Ne var ki İslam dini çok güçlüdür. Ve
Müslüman olan bir toplumun söylencelerini etkileyecek ve
besleyecek birçok veriye sahiptir. Hem Uzunyayla, hem de Kafkasya’da
derlenen söylencelerde Çerkeslerin İslam dinine tabi olmadıkları
dile getirilmektedir. Nitekim Çerkes söylencelerinde Güney
Arabistan ve İslam dininin erken dönemleriyle ilgili göndermelerin
dinsel bir propaganda olduğu düşünülebilir ve temkinli
yaklaşmakta fayda vardır. Ne var ki Çerkes söylencelerindeki bu
ısrarlı vurgu dinsel bir içerik taşımaktan uzaktır. Daha çok
Khabardey Çerkeslerinde göze çarpan bu veriler dağınık ve parça
parça olsa da üzerinde durulmaya değerdir. Sonuçta Khabardeyler,
söylencelerinde kendilerinin bir Kureyş kabilesi olduklarını
söylemektedirler.
Dışek’ Bedrettin ve Çerkeslerin Dört
Vatanı’na Dair
90’lı yılların başlarında Uzunyayla’da
yapıldığı anlaşılan bir röportajda Mudarey köyünden Dışek
Bedrettin adlı bir kişinin bir dizi mitolojik hikâye ile karışık
bir göç hikâyesi anlattığı görülmektedir.
Dışek’ Bedrettin uzun uzun eski mitolojik
türkü ve hikayeleri anlattıktan sonra Çerkeslerin Arabistan’da
ve Eski Mısır’da yaşadıklarını ve sonra da, daha önce
insanların hiç yaşamadığı ve boş bir ülke olan Kafkasya’yı
keşfettiklerini ve topluca Kafkasya’ya göç ettiklerini
anlatmaktadır.
Dışek Bedrettin konuşmasını “Türkiye,
Çerkeslerin Dördüncü Vatanıdır!” diye bitirmektedir.
Tabiî ki bu anlatılanlar subjektiftir ve
şimdilik tarih biliminin desteklemediği verilerdir. Ta ki
Arabistan’ın antik medeniyetleri ve onların kökenleri tam olarak
anlaşılana kadar.
Aynı durum Eski Mısır için de geçerlidir. Ne
var ki bizim baştan beri üzerinde durduğumuz temel konu
mitolojidir.
Çerkes kültürü üzerine derleme yapıyorsanız,
yaşı 60’ın üstündeki kadın ve erkeklerle oturup
kalkıyorsanız, size anlattıkları şeyleri dikkatle dinleseniz ve
anlattıklarını not edip kaydetseniz iyi olur.

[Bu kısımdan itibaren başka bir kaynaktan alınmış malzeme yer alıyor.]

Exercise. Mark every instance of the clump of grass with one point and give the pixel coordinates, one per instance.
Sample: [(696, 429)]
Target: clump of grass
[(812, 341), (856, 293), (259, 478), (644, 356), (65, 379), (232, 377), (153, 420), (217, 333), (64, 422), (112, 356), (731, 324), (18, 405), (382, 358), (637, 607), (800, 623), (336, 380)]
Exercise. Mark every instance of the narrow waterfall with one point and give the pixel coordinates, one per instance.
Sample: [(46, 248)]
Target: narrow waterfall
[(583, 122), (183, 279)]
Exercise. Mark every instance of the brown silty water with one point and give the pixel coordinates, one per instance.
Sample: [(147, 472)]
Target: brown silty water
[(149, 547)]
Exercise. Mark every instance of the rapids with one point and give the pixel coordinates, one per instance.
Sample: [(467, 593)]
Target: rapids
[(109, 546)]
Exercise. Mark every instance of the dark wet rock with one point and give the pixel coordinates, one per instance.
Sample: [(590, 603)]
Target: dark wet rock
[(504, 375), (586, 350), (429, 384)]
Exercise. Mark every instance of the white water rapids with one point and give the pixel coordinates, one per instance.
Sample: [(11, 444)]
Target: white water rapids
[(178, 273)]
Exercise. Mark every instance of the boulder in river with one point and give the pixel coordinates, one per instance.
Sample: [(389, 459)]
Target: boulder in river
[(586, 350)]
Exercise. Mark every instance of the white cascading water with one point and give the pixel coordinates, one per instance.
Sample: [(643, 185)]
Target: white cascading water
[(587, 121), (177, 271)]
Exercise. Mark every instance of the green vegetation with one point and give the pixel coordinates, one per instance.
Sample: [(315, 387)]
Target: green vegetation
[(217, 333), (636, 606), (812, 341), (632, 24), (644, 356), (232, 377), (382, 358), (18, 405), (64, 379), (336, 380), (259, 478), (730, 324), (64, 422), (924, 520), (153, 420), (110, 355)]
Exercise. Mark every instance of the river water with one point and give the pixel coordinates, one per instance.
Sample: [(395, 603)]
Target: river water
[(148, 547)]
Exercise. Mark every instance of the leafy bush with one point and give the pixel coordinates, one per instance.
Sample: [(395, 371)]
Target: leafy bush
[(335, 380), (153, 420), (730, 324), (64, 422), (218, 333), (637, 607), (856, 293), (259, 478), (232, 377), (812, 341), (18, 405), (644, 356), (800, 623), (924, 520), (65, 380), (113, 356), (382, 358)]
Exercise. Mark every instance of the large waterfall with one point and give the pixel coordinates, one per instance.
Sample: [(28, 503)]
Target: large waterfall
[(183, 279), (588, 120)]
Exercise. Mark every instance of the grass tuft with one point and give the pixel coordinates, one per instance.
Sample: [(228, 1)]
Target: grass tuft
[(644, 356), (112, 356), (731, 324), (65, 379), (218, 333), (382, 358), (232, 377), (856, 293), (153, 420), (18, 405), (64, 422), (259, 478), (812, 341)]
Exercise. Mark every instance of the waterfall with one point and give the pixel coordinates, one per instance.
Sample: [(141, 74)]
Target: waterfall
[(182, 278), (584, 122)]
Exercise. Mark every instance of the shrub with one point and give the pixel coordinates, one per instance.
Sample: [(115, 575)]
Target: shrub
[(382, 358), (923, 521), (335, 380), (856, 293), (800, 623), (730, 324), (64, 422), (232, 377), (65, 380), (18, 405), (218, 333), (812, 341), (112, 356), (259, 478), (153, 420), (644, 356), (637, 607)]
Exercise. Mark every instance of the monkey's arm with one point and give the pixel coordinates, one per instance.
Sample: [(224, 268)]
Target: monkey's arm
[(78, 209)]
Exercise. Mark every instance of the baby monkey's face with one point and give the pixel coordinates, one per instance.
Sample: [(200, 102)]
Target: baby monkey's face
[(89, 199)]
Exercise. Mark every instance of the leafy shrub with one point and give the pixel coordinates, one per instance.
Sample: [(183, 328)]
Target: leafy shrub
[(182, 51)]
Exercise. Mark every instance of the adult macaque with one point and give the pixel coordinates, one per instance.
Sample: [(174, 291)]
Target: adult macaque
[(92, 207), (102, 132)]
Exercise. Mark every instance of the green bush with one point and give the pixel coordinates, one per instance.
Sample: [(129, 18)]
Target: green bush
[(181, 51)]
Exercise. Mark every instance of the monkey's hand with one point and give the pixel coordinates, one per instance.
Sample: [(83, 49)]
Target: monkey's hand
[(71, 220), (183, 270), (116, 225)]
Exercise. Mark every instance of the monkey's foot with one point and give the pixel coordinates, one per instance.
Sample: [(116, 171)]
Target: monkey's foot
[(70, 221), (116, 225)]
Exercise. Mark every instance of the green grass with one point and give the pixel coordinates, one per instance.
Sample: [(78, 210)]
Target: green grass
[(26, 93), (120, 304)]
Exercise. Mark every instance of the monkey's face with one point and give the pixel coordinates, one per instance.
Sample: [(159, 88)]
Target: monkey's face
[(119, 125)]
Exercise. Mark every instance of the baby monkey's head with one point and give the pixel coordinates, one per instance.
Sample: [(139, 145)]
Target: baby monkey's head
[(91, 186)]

Çünkü kimden ne
çıkacağı hiç belli olmuyor. Beklemediğiniz anda bir mısra ya
da bir anekdot aktarıyorlar size. Sonra “tıp” deyip
susuveriyorlar. Siz de elinizdeki bu bir mısra ya da tek bir
anekdotla öylece kalakalıyorsunuz ortalıkta. Bu nedenle, her şeyi
kaydedip sabırla çalışmanız gerek. Bir keresinde ilk mısrasını
bulduğum bir ağıtın ikinci mısrasını beş yıl sonra
bulmuştum. Bazen bulamadığınız şeyler de oluyor. (Kardenguş
Zeramuk, Çerkes söylenceleri üzerine uzmanlaşmış bir isimdir ve
o bu konuda şöyle söyler: “Ben ne zaman bir türkü ya da ağıt
derleyecek olsam, o türkü ya da ağıtı en iyi bilen kişi mutlaka
ölmüştür” demektedir.)
Ama bazen de bu yaşlı adamlar ve kadınlar tek
bir cümle kuruyorlar ve sizin bütün tarih ve zaman algınız alt
üst oluveriyor. Bu tarz cümleleri en çok kuran kişi benim
tanıdığım kadarıyla Sasık Kemal’dir. O’nun “Boşverin
Hititleri-Hattileri, onlar daha dünkü çocuklardır!” sözü
birçok kişide böylesi bir alt üst oluş süreci başlatmıştır.
Yalnız Sasık Kemal böylesi bir cümle kurduğunda altını
dolduruyor mutlaka. Ben Sasık Kemal’le uzun süre konuşma şansı
yakaladığım için kendimi şanslı sayıyorum. Bir keresinde bana
“Çok seveceksin Çerkesçeyi, Çerkesçe konuşacak kimseyi
bulamazsan duvarlarla, masalarla, koltuklarla konuşacaksın. Ben
öyle yapıyorum! Yoksa Çerkesçe sana sırlarını vermez”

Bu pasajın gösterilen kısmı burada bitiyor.